Clippers 4/8: Alyssa Allen on LLM as a Judge to Identify Errors in Generated Clause-Level SQL Comments

Leveraging LLM as a Judge Techniques to Identify Errors in Generated Clause-Level SQL Comments

Database query languages (e.g. SQL) require a user to be knowledgeable in data structures in order to properly interpret how the system interpreted the user question and subsequently generated the output. Prior research in SQL explainability has largely focused on generating natural language summaries at the query level (Eleftherakis et al., 2021; Kokkalis et al., 2012) or translating the queries into natural language templates at the phrase or clause level—where each command in the query is the start of a clause) (Narechania et al., 2021; Tian et al., 2023). In this work, we 1) use LLMs to generate easy-to-understand step-by-step comments that bridge the gap between the user question and technical query structure information and 2) leverage an LLM as a judge to determine if a generated comment contains an error.

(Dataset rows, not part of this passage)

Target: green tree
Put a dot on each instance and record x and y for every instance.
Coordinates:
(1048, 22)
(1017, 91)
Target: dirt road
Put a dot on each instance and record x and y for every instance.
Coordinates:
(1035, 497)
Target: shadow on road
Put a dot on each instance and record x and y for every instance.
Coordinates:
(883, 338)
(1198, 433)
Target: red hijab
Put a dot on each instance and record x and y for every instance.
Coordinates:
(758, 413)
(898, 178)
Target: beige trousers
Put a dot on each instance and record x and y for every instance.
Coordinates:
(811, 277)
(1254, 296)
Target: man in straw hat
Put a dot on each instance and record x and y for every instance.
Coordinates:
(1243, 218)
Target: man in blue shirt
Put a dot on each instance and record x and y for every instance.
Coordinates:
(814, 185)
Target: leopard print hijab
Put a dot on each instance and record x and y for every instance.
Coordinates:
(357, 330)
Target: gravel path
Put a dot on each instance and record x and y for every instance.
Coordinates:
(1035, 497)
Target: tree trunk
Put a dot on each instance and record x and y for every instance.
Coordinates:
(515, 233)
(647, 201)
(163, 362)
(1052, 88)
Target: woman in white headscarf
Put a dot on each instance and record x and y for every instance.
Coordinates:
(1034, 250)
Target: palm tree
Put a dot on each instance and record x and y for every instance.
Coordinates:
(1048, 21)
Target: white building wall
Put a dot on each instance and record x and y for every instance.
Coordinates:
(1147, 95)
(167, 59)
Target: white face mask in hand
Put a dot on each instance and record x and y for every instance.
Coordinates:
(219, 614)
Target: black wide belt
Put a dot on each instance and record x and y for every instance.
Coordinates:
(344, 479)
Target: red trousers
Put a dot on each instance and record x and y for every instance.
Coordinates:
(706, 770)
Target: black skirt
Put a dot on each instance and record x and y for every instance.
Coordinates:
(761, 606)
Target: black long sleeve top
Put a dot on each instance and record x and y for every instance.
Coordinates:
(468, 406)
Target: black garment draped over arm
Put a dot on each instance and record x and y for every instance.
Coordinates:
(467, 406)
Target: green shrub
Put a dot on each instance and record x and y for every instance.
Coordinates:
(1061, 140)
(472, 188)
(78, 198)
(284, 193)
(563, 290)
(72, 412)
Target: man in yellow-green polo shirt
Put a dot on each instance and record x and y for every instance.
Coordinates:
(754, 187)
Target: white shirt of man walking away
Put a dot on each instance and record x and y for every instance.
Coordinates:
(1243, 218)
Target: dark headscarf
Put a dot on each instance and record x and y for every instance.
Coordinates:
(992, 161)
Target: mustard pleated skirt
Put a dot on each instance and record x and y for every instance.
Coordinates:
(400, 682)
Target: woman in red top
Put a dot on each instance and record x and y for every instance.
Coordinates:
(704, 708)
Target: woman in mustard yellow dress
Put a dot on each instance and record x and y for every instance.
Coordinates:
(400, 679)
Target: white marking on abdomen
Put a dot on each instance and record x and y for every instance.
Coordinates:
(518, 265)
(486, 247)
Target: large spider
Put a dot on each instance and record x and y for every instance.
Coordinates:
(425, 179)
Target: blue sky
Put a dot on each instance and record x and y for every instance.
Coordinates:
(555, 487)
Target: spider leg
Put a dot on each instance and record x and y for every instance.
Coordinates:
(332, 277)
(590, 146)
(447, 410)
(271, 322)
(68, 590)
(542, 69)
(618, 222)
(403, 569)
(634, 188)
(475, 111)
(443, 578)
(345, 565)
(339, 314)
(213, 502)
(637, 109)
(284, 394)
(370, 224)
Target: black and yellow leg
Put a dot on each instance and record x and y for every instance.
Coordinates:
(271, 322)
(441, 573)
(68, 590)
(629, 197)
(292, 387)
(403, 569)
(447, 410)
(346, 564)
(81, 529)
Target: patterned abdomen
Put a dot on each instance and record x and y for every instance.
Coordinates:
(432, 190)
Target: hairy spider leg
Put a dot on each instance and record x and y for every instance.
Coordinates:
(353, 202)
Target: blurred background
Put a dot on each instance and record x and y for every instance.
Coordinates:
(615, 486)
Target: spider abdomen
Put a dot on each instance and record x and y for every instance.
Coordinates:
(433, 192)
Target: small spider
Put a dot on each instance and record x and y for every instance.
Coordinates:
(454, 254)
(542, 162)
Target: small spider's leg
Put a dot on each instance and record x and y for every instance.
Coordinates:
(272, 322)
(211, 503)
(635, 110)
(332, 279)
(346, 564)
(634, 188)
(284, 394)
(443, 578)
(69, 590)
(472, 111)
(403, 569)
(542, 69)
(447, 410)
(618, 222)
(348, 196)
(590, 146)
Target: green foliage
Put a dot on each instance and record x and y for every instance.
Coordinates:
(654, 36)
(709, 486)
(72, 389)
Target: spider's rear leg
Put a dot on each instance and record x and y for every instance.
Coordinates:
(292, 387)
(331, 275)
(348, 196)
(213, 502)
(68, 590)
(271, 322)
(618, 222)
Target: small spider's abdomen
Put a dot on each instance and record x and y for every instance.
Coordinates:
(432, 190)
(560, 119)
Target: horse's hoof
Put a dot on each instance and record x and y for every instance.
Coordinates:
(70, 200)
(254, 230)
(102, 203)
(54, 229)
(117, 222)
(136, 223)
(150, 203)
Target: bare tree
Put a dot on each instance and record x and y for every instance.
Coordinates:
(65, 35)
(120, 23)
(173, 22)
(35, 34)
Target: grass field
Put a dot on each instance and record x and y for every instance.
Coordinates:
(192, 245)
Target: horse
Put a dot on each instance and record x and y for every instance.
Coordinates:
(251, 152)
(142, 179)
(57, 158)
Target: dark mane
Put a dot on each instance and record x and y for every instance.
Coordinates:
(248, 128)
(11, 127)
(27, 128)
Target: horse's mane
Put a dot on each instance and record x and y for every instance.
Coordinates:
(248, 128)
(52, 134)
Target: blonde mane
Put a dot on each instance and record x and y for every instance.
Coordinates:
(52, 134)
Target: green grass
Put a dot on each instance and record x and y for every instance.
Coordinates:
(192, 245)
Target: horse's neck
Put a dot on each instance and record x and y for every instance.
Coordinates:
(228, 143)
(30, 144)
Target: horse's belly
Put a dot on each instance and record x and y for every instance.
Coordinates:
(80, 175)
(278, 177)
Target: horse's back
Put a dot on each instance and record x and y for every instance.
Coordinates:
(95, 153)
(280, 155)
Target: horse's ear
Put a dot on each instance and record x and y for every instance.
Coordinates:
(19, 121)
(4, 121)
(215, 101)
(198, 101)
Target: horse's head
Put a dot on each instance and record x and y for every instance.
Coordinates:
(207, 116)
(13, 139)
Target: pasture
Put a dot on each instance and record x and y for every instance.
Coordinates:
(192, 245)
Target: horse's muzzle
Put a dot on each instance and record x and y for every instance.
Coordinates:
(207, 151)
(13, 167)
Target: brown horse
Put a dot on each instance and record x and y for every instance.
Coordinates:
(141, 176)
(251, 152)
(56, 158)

Generated comments should 1) maintain semantic fidelity between user question and SQL query, 2) leverage user language, 3) use anaphoric information as needed, 4) avoid technical database terminology. We find that comments generated by LLMs exhibit less semantic fidelity to the SQL query than if templated comments were used but are more aligned with language from a user’s question. Instead of improving semantic fidelity performance of the generation models, we explore using LLMs as evaluators. Model evaluation plus confidence is used to identify generated comments that mislead the user or are unfaithful to the content of the SQL query. Ultimately the project is aimed at developing a dialogue system that helps increase transparency of database query outputs for non-expert SQL users.